Article publié sur le site de Télérama, le 06/10/2021

Le pays inaugure ce mercredi une œuvre de Marina Abramovic à Babi Yar, où furent exécutés près de trente-quatre mille Juifs en septembre 1941. Un événement qui témoigne d’une volonté nouvelle de préserver la mémoire de la tragédie, après des décennies de controverses.

« Babi Yar. Deux mots courts qui résonnent comme deux coups de feu brefs mais qui portent les longues et horribles mémoires de plusieurs générations. » En déposant une gerbe de fleurs pour commémorer les 80 ans du massacre de Babi Yar, le 29 septembre, le président ukrainien Volodymyr Zelensky ne dissimulait pas une émotion sincère. Lui-même d’ascendance juive, il a perdu des membres de sa famille au cours de la Seconde Guerre mondiale. Des souvenirs tragiques, longtemps occultés par l’historiographie soviétique puis ukrainienne. « Certains entendent le nom de Babi Yar pour la première fois, a poursuivi Volodymyr Zelensky. Pourtant ce ne sont pas deux coups de feu qui furent tirés ici mais des centaines, des milliers, des dizaines de milliers et plus encore. »

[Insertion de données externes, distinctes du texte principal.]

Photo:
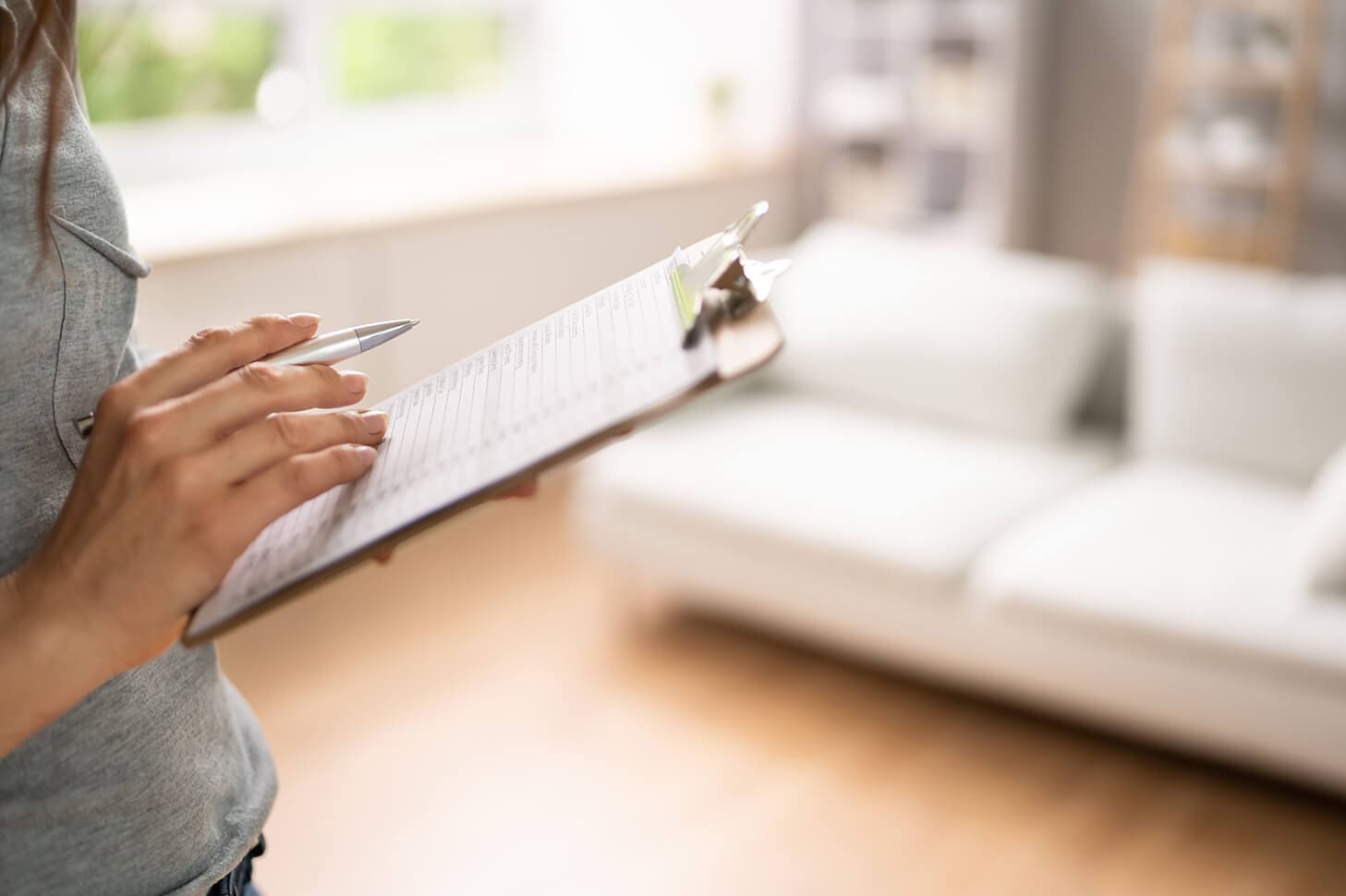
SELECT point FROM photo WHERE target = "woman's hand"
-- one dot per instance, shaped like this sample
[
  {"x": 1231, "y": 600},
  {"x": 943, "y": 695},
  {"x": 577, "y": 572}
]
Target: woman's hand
[{"x": 190, "y": 459}]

Les 28 et 29 septembre 1941, les occupants nazis aidés de collaborateurs locaux exécutèrent 33 771 Juifs, sans compter les enfants, et jetèrent leurs corps dans les ravins de Babi Yar, au nord de Kiev. De 1941 à la reconquête soviétique, en 1944, entre cent vingt mille et cent cinquante mille personnes, majoritairement juives, furent fusillées ici. « Le ravin de la grand-mère », selon la traduction littérale de Babi Yar, est ainsi devenu le lieu du plus grand massacre de ce qu’on a appelé « la Shoah par balles », la liquidation des Juifs d’Europe orientale par des moyens plus rudimentaires que les chambres à gaz. Une entreprise d’extermination systématique que les importantes recherches du prêtre français Patrick Desbois, en parallèle d’autres universitaires occidentaux, mirent seulement au jour dans les années 2000.

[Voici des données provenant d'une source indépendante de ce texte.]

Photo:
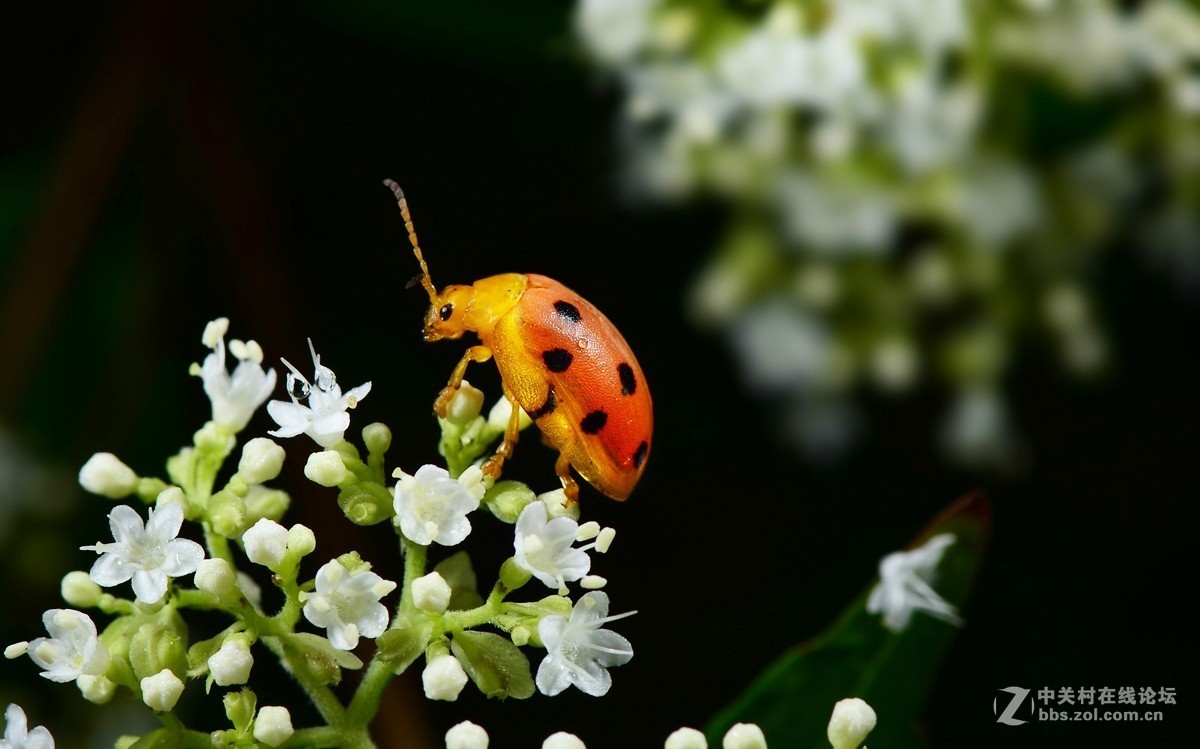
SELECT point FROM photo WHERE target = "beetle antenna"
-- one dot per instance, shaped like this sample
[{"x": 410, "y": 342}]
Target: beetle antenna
[{"x": 412, "y": 239}]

Car la Shoah par balles, et Babi Yar en particulier, sont le symbole d’une mémoire autant refoulée que controversée en Ukraine. Après que les nazis eurent brûlé les corps, les Soviétiques s’étaient contentés d’enfouir les preuves du massacre. Il a fallu attendre 1961 pour qu’un glissement de terrain meurtrier ne révèle des monceaux d’ossements au grand public. La même année, le grand poète Evgueni Evtouchenko publie des vers lapidaires: « Sur Babi Yar, pas de monument / Un ravin abrupt, telle une dalle grossière / L’effroi me prend. » Ce n’est pourtant qu’en 1976 qu’un monument est érigé « aux victimes soviétiques ». Le régime ne fait alors aucune mention des morts juifs, en vertu d’une politique antisémite qui ne dit pas son nom et d’une négation des différences entre citoyens du régime communiste.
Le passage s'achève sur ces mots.